When This Topic Matters

Use a fine-tuned sentiment or frustration classifier when:

  • users ask for a human agent,
  • repeated support loops create frustration,
  • a neutral support message hides urgency,
  • routing should become more conservative.

Scenario 1 - Frustration Detection For Escalation

Example messages:

"I already asked this twice. Where is my order?"
"This refund answer is useless."
"Can I please talk to a real person?"

Labels:

Label Meaning
calm normal shopping or support
confused user needs clarification
frustrated negative experience but recoverable
escalation_needed human handoff likely

Training setup:

Setting Value
Base model DistilBERT or same shared encoder as intent
Dataset 20K support and shopping turns
Loss class-weighted cross entropy or focal loss
Special metric recall on escalation_needed

Promotion gate:

Metric Gate
macro F1 >= 88%
escalation-needed recall >= 92%
false escalation rate <= 8%
P95 latency <= 10 ms

Scenario 2 - Conversation-Level Sentiment

A single message may look calm, but the conversation pattern can show frustration.

Features:

  • repeated question count,
  • low-confidence answer count,
  • user reformulation count,
  • negative words,
  • time since first issue.

Use a small sequence model or aggregate features around the message classifier.

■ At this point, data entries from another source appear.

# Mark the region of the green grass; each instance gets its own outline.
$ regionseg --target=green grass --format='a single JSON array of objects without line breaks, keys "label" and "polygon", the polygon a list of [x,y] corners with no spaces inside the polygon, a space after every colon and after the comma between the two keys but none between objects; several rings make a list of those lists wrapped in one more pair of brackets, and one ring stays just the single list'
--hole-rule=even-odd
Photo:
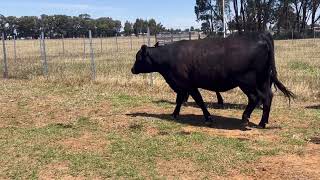
[{"label": "green grass", "polygon": [[317,76],[320,74],[320,67],[310,65],[303,61],[292,61],[289,63],[290,69],[298,70],[308,75]]},{"label": "green grass", "polygon": [[151,101],[151,98],[147,96],[131,96],[124,93],[116,93],[110,97],[113,108],[117,111],[125,108],[132,108],[136,106],[142,106]]}]

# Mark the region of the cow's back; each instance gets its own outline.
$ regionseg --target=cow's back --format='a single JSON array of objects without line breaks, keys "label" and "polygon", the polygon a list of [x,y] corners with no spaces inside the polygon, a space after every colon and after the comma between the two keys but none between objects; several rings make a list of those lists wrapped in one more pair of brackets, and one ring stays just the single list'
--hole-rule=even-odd
[{"label": "cow's back", "polygon": [[181,41],[163,47],[174,76],[182,84],[226,91],[239,77],[263,71],[268,61],[266,44],[258,37]]}]

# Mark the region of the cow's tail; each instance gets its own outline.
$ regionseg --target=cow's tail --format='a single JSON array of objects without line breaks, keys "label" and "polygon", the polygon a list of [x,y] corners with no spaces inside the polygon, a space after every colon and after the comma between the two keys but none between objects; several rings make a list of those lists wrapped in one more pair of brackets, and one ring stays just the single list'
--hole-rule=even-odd
[{"label": "cow's tail", "polygon": [[279,89],[288,99],[289,104],[291,102],[291,99],[296,98],[296,95],[288,90],[278,79],[278,72],[276,68],[276,62],[275,62],[275,54],[274,54],[274,42],[272,35],[270,33],[263,34],[263,39],[267,41],[268,49],[269,49],[269,60],[270,60],[270,68],[271,68],[271,83],[274,84],[275,89]]}]

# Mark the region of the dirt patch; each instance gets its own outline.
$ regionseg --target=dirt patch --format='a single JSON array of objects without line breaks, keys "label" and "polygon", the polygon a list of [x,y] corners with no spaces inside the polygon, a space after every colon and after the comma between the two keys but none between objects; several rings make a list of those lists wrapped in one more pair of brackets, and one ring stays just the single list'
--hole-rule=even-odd
[{"label": "dirt patch", "polygon": [[83,180],[85,177],[74,177],[68,174],[68,162],[51,163],[44,166],[39,172],[39,179],[65,179],[65,180]]},{"label": "dirt patch", "polygon": [[98,177],[84,177],[84,176],[71,176],[69,173],[69,164],[68,162],[57,162],[51,163],[44,166],[39,172],[39,179],[43,180],[54,180],[54,179],[63,179],[63,180],[85,180],[93,179],[98,180],[102,178]]},{"label": "dirt patch", "polygon": [[161,135],[162,132],[159,132],[159,129],[155,128],[155,127],[146,127],[145,128],[145,132],[147,133],[148,136],[157,136],[157,135]]},{"label": "dirt patch", "polygon": [[304,155],[263,157],[254,163],[255,179],[319,179],[320,146],[309,144]]},{"label": "dirt patch", "polygon": [[[105,114],[111,111],[111,107],[106,102],[101,102],[94,106],[94,108],[88,107],[73,107],[73,106],[59,106],[52,101],[44,102],[45,106],[39,105],[36,108],[38,114],[33,114],[32,119],[37,127],[42,127],[48,123],[66,123],[72,122],[77,117],[92,117],[92,119],[100,119]],[[58,103],[59,104],[59,103]]]},{"label": "dirt patch", "polygon": [[157,161],[157,171],[161,177],[167,179],[221,179],[219,176],[206,173],[202,173],[198,167],[190,160],[186,159],[173,159]]},{"label": "dirt patch", "polygon": [[123,114],[109,114],[97,119],[103,129],[123,132],[128,130],[132,119]]},{"label": "dirt patch", "polygon": [[[69,102],[61,95],[36,96],[34,94],[0,100],[0,127],[44,127],[52,123],[68,123],[78,117],[99,119],[111,111],[110,103],[99,102],[92,107],[85,103]],[[71,100],[72,101],[72,100]]]},{"label": "dirt patch", "polygon": [[79,138],[68,138],[59,142],[59,144],[72,151],[102,152],[109,145],[109,142],[101,137],[96,137],[92,133],[85,132]]},{"label": "dirt patch", "polygon": [[182,128],[184,132],[201,132],[211,136],[223,136],[227,138],[237,138],[241,140],[263,140],[263,141],[280,141],[281,138],[276,136],[274,131],[263,132],[260,129],[252,128],[247,131],[243,130],[224,130],[210,127],[186,126]]}]

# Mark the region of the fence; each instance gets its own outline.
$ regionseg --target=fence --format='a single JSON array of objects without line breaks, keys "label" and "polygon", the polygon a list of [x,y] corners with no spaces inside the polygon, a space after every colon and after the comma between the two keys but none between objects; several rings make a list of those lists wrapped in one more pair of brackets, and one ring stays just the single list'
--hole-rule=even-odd
[{"label": "fence", "polygon": [[181,40],[193,40],[200,38],[203,37],[201,37],[199,32],[181,32],[178,34],[163,32],[156,35],[156,41],[159,42],[160,45],[170,44]]},{"label": "fence", "polygon": [[[151,76],[133,76],[130,68],[135,61],[135,54],[142,44],[152,46],[156,41],[164,43],[183,39],[198,39],[198,33],[159,34],[157,36],[117,36],[38,40],[4,40],[0,50],[0,73],[4,78],[30,79],[46,77],[55,80],[107,80],[116,83],[143,82],[156,84],[162,80],[157,74]],[[164,39],[164,40],[163,40]],[[309,67],[312,78],[319,78],[320,39],[276,41],[277,63],[292,68]],[[302,63],[297,63],[302,62]],[[296,67],[297,66],[297,67]],[[308,75],[307,73],[301,74]],[[150,78],[149,78],[150,77]],[[137,80],[137,81],[136,81]],[[314,80],[318,82],[317,80]],[[317,83],[315,83],[317,84]],[[311,85],[310,85],[311,86]],[[312,85],[313,86],[313,85]]]},{"label": "fence", "polygon": [[[197,38],[197,34],[192,34],[192,39]],[[96,80],[97,76],[113,78],[119,73],[129,77],[135,53],[143,44],[155,44],[157,36],[147,33],[92,38],[89,31],[88,36],[83,38],[46,39],[42,33],[38,40],[1,39],[3,48],[0,56],[3,61],[0,66],[4,78],[28,79],[41,75],[46,78],[77,76],[79,79]],[[185,38],[179,35],[175,41],[178,39]],[[149,84],[152,85],[153,80],[151,75]]]}]

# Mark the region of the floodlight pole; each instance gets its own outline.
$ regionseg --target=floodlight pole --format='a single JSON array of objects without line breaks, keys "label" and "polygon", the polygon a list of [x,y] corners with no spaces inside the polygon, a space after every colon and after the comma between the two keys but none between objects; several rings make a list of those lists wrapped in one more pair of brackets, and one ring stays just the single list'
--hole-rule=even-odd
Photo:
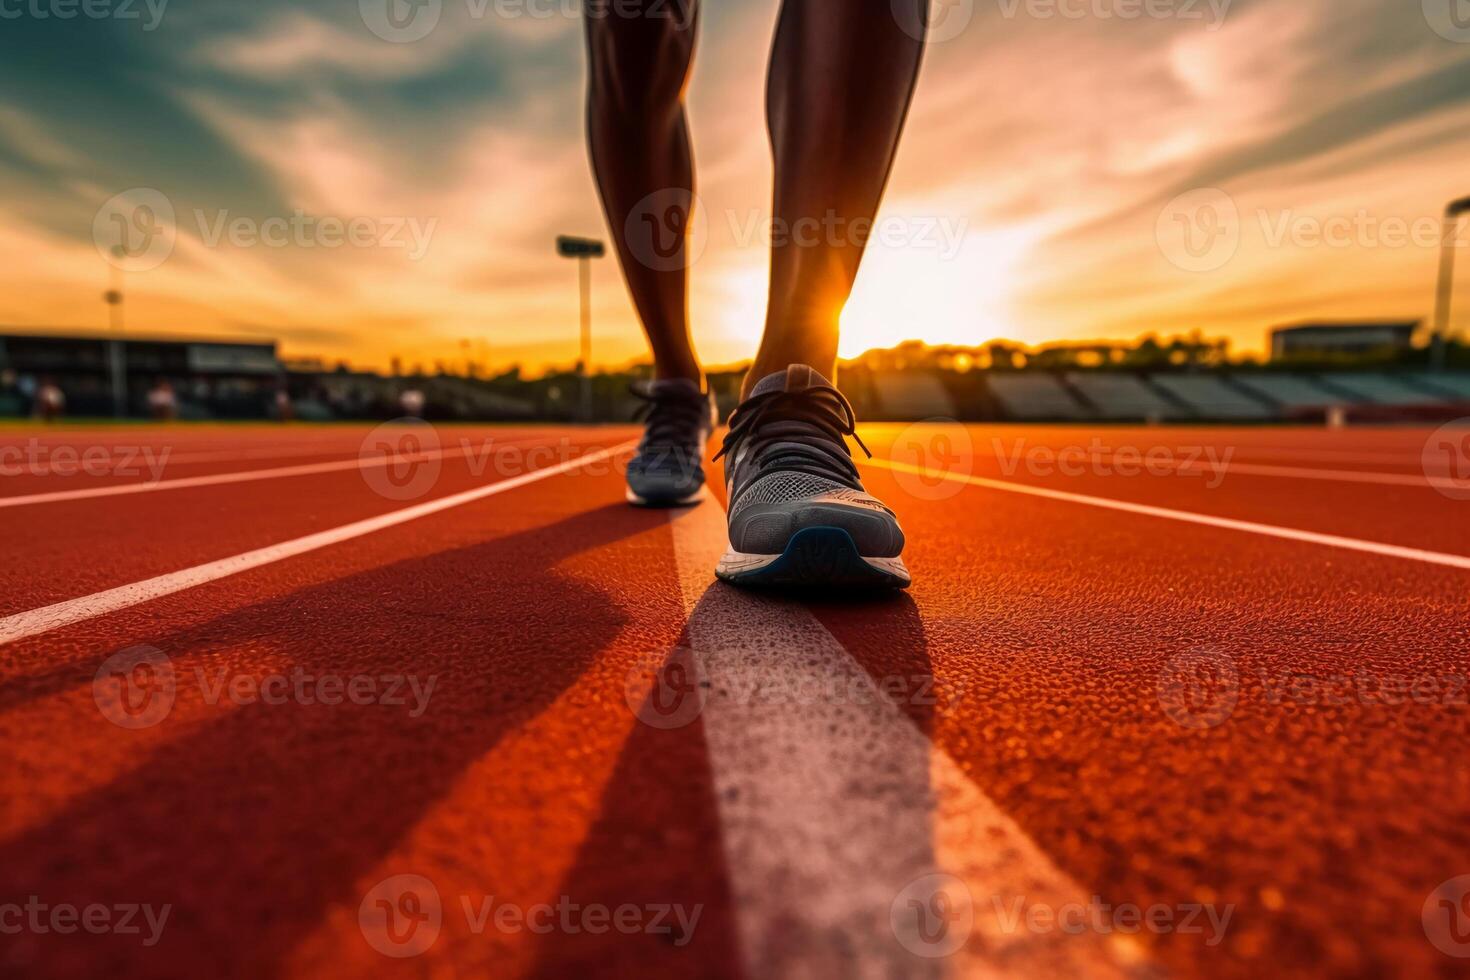
[{"label": "floodlight pole", "polygon": [[1450,333],[1450,303],[1455,293],[1455,249],[1459,242],[1460,216],[1470,212],[1470,197],[1451,201],[1444,209],[1444,236],[1439,244],[1439,288],[1434,298],[1434,338],[1430,344],[1429,363],[1435,371],[1444,370],[1445,344]]},{"label": "floodlight pole", "polygon": [[581,374],[582,421],[592,421],[592,260],[605,254],[602,242],[591,238],[558,235],[556,253],[577,260],[577,292],[582,306]]},{"label": "floodlight pole", "polygon": [[127,413],[126,394],[126,372],[123,369],[123,283],[122,266],[119,263],[126,255],[121,245],[114,245],[112,253],[117,258],[116,262],[109,264],[111,273],[111,288],[103,294],[107,301],[108,319],[112,326],[112,339],[107,344],[107,360],[112,375],[112,414],[122,418]]},{"label": "floodlight pole", "polygon": [[577,292],[582,301],[582,421],[592,421],[592,260],[577,259]]}]

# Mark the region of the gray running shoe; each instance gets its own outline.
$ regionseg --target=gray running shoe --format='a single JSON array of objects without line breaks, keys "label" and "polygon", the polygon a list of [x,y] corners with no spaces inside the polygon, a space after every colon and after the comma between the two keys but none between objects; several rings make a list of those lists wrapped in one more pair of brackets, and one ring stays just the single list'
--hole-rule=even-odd
[{"label": "gray running shoe", "polygon": [[863,489],[844,436],[852,405],[805,364],[762,378],[735,414],[728,457],[730,550],[715,574],[737,585],[909,584],[898,518]]},{"label": "gray running shoe", "polygon": [[635,385],[643,399],[643,439],[628,463],[628,501],[640,507],[679,507],[704,499],[705,445],[714,431],[713,393],[684,378]]}]

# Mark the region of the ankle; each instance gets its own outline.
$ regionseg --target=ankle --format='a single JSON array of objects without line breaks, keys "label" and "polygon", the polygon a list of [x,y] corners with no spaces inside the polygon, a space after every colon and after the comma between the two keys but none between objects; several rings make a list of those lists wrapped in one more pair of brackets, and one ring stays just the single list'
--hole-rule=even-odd
[{"label": "ankle", "polygon": [[677,381],[683,379],[693,381],[699,385],[701,391],[705,388],[704,371],[694,361],[681,364],[655,364],[653,376],[659,381]]}]

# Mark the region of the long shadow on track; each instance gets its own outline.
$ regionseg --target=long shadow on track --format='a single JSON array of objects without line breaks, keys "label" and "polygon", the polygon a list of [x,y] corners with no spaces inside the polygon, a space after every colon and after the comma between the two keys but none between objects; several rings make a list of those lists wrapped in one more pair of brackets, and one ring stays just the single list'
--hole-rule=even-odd
[{"label": "long shadow on track", "polygon": [[[412,673],[437,685],[417,719],[379,704],[234,708],[6,842],[0,893],[78,907],[171,903],[173,914],[151,949],[136,936],[26,933],[7,937],[0,965],[33,976],[279,967],[326,907],[356,907],[360,877],[467,766],[545,709],[624,628],[607,595],[556,573],[557,563],[663,521],[605,507],[153,641],[181,670],[265,647],[310,675]],[[74,663],[36,693],[91,670],[95,661]]]},{"label": "long shadow on track", "polygon": [[[766,601],[786,602],[760,593],[731,591],[727,585],[712,582],[691,614],[690,621],[693,623],[701,616],[738,616],[739,611],[749,604]],[[866,658],[866,662],[862,657],[859,660],[872,676],[875,692],[885,689],[885,681],[898,680],[914,685],[914,697],[894,700],[906,700],[907,703],[900,704],[900,708],[927,731],[932,701],[927,693],[917,692],[931,691],[934,679],[923,627],[912,599],[907,595],[884,596],[876,600],[870,596],[861,602],[826,599],[813,605],[831,609],[838,616],[850,615],[854,630],[860,631],[864,638],[865,649],[893,652],[897,660],[881,667],[872,658]],[[706,621],[703,628],[695,632],[708,636],[722,631],[718,625]],[[693,642],[688,633],[683,642]],[[798,659],[805,660],[804,657]],[[783,689],[778,683],[775,689],[766,688],[752,693],[751,699],[757,710],[762,701],[769,700],[779,711],[801,712],[806,709],[799,699],[809,696],[811,691]],[[630,696],[634,693],[630,692]],[[790,700],[792,698],[797,700]],[[739,713],[746,707],[750,705],[737,704],[729,710]],[[927,818],[929,811],[924,809],[923,801],[932,799],[927,755],[904,761],[892,754],[901,751],[897,748],[883,750],[885,761],[894,763],[897,770],[886,778],[903,780],[905,797],[915,801],[917,809]],[[588,833],[560,889],[563,894],[589,896],[609,907],[622,902],[679,902],[686,907],[700,904],[703,913],[694,942],[681,948],[673,945],[667,937],[616,934],[558,936],[539,947],[536,976],[550,980],[568,975],[745,975],[736,909],[730,890],[731,869],[722,836],[720,803],[716,799],[718,790],[708,753],[703,717],[668,729],[641,723],[635,725],[623,743],[613,776],[607,782],[600,817]],[[862,757],[861,753],[855,756]],[[779,765],[781,760],[772,758],[769,762]],[[851,775],[855,780],[863,780],[872,778],[874,773],[854,772]],[[773,773],[772,777],[773,782],[781,781],[779,774]],[[736,791],[736,787],[727,790]],[[779,825],[779,815],[768,816],[773,825]],[[914,855],[927,856],[932,863],[933,826],[929,820],[919,820],[914,825],[905,825],[900,820],[890,830],[893,835],[890,840],[901,839],[905,842],[903,848]],[[819,840],[821,834],[814,832],[811,838]],[[778,842],[771,844],[775,850],[781,849]],[[916,861],[920,865],[925,863],[924,858],[916,858]],[[880,874],[883,866],[886,862],[879,860],[868,870]],[[792,870],[796,873],[791,880],[799,881],[799,870]],[[896,894],[906,883],[906,879],[894,882],[893,892]],[[803,905],[809,907],[813,902],[820,902],[821,895],[772,894],[763,896],[763,899],[776,907],[791,903],[791,907],[799,909]],[[810,964],[815,950],[822,950],[824,955],[831,954],[826,968],[832,971],[855,975],[865,967],[873,967],[873,962],[855,961],[871,950],[868,944],[873,937],[848,935],[841,930],[812,934],[808,931],[810,928],[809,922],[800,921],[798,917],[784,921],[779,934],[764,937],[768,956],[789,961],[788,966],[799,970],[801,964]],[[878,937],[879,941],[893,943],[892,937],[886,935],[886,915],[883,917],[883,929],[885,935]],[[635,951],[636,956],[628,955]],[[932,962],[907,953],[900,956],[901,961],[906,962],[907,975],[921,977],[937,973]],[[764,966],[770,967],[773,962],[768,961]],[[777,972],[780,972],[779,967]]]}]

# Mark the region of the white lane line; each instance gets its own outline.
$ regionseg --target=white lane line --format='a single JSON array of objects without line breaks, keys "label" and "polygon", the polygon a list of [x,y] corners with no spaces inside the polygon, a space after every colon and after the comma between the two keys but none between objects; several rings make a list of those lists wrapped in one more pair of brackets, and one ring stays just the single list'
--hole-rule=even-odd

Scenario 3 - Sentiment-Aware Routing

Routing policy:

if intent == escalation or sentiment == escalation_needed:
    offer human handoff
elif sentiment == frustrated and confidence_low:
    ask direct clarifying question
else:
    continue normal flow

Failure Modes

Failure Detection Fix
sarcasm missed negative CSAT despite calm label add reviewed sarcasm examples
anime slang misread "this manga is sick" labeled negative domain-specific labels
false handoffs too high support queue grows calibrate threshold
frustration ignored in multi-turn repeated complaints add conversation features

Production Log

{
  "event": "sentiment_route",
  "intent": "order_tracking",
  "sentiment": "frustrated",
  "frustration_score": 0.86,
  "turn_count": 5,
  "decision": "offer_human_handoff"
}

Final Decision

For MangaAssist, sentiment fine-tuning should optimize for operational safety. Missing frustrated users is more harmful than occasionally offering a human handoff too early.